Las próximas elecciones presidenciales en Colombia pondrán fin a cuatro años de involución democrática e inacción del presidente Iván Duque, que deja un país en peor situación que la que heredó. Esto resulta inasumible cuando, precisamente, su predecesor, Juan Manuel Santos, había conseguido, a lo largo de sus ocho años de presidencia, mejorar todos los indicadores sociales y económicos del país, además de cerrar un proceso de paz con las FARC-EP con el que se ponía fin al conflicto armado más longevo y violento del continente.
Durante los cuatro años de Iván Duque la imagen exterior del país ha perdido enteros. A pesar de que éste ha tratado de proyectar su imagen ante los principales organismos internacionales como la de un presidente comprometido con la paz y la prosperidad social, existe una clara disonancia entre su plano discursivo y la realidad de los hechos.
Indudablemente, su condición de uribista, que es con la que llega a la presidencia, le obligó de partida a renunciar a muchos de los hitos obtenidos durante el período 2010-2018. Primero, y por razones obvias, su gobierno cuestionó la esencia del Acuerdo de Paz. Es por ello que su máxima gubernamental fue la “paz con legalidad”, a la vez que cuestionaba la integralidad jurídica del Acuerdo.
El gobierno de Duque ejerció un saboteo institucional de baja intensidad hacia aquellos puntos del Acuerdo que más chirriaban al conservatismo y al uribismo en particular como la justicia transicional, la comisión de la verdad o la participación política de los excombatientes. De hecho, según el Instituto Kroc de la Universidad de Notre Dame, encargado de hacer seguimiento a la implementación de la paz, el nivel de cumplimiento íntegro de este gobierno ha sido de un 2% anual.
Por otro lado, en materia de seguridad y orden público, el país es considerablemente más violento que hace cuatro años. La aparente respuesta amparada en la militarización de la seguridad, que intenta exhibir falazmente las capacidades de un Estado “fuerte”, más bien dejan entrever la falta de una hoja de ruta adaptada a las exigencias del post-Acuerdo.
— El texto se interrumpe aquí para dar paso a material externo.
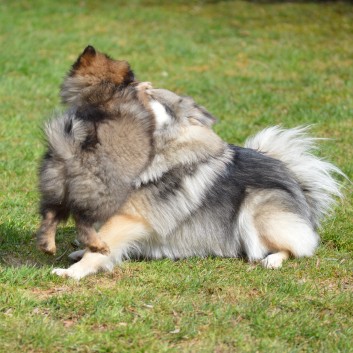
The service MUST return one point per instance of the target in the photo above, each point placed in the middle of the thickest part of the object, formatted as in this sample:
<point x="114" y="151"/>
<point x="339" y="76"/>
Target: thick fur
<point x="200" y="196"/>
<point x="95" y="150"/>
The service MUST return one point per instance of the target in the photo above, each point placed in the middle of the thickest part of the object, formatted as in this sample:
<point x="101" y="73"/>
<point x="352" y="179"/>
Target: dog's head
<point x="94" y="71"/>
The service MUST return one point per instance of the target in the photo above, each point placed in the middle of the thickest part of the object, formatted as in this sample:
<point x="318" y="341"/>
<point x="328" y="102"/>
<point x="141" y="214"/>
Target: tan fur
<point x="115" y="114"/>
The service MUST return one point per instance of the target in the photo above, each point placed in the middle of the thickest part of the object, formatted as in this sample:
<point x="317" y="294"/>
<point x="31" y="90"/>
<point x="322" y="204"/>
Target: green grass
<point x="252" y="64"/>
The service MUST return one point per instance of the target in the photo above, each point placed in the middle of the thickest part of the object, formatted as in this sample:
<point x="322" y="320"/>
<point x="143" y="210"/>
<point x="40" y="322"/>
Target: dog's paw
<point x="99" y="246"/>
<point x="62" y="272"/>
<point x="144" y="86"/>
<point x="47" y="247"/>
<point x="76" y="255"/>
<point x="272" y="261"/>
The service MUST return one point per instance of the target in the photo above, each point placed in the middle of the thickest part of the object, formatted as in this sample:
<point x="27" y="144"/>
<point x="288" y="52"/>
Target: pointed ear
<point x="89" y="51"/>
<point x="88" y="54"/>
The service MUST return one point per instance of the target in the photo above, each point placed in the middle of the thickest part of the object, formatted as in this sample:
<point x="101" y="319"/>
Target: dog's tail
<point x="295" y="149"/>
<point x="64" y="135"/>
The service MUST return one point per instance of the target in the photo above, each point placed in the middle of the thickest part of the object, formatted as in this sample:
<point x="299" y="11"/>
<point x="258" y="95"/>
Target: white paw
<point x="62" y="272"/>
<point x="144" y="86"/>
<point x="76" y="255"/>
<point x="272" y="261"/>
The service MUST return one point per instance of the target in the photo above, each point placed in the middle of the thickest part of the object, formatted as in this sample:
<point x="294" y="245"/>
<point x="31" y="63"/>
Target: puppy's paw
<point x="144" y="86"/>
<point x="76" y="255"/>
<point x="47" y="247"/>
<point x="99" y="246"/>
<point x="272" y="261"/>
<point x="62" y="272"/>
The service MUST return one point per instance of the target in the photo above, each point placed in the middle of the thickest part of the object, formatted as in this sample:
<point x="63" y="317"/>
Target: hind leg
<point x="120" y="233"/>
<point x="285" y="234"/>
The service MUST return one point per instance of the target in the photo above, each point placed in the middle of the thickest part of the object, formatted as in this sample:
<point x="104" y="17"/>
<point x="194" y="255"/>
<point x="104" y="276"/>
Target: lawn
<point x="252" y="64"/>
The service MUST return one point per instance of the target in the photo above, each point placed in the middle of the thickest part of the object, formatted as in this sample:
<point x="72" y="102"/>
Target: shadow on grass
<point x="18" y="247"/>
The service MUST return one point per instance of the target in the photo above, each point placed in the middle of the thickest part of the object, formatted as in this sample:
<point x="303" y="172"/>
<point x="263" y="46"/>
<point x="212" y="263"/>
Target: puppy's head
<point x="91" y="70"/>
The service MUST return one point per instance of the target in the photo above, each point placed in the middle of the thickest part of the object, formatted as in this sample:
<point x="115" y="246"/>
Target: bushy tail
<point x="64" y="135"/>
<point x="294" y="148"/>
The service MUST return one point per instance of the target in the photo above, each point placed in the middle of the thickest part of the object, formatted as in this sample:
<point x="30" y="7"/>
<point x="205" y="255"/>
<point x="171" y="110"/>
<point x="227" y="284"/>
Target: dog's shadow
<point x="18" y="247"/>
La experiencia nos dice que, tras la firma de un Acuerdo de Paz, lo habitual es que aumente la violencia. El control del territorio, la atomización de la disputa por los recursos ilícitos entre los actores y la desideologización de los grupos disidentes, sumado a la precariedad institucional terminan siendo prioridades y urgencias desatendidas.
Pero el gobierno actuó como si nada hubiera cambiado, y en lugar de aprovechar el Acuerdo para impulsar nuevas políticas públicas en favor de fortalecer la descentralización territorial, la democracia local y la recomposición del tejido social, optó por un discurso simplista que no se corresponde con una realidad que reclama mayores y mejores mecanismos de respuesta.
Así, a la proliferación de disidencias de las otrora FARC-EP, grupos criminales de impronta local y un aumento de la geografía de la violencia y de las capacidades operativas de algunos grupos, como el ELN o el Clan del Golfo, se suma la inoperancia en los esquemas de protección. De hecho, desde la firma de la paz, en noviembre de 2016, han sido asesinados casi 2.000 líderes sociales y más de 300 exintegrantes de las FARC-EP.
Por otra parte, ha aumentado el descontento social hasta el punto de alimentar dos paros nacionales, en 2019 y 2021, además de multitud de episodios de protestas ciudadanas y altercados callejeros que han mostrado la incapacidad para el diálogo de un gobierno que sigue entendiendo que los derechos son patrimonio de la concesión y que el conflicto social es sinónimo de violencia.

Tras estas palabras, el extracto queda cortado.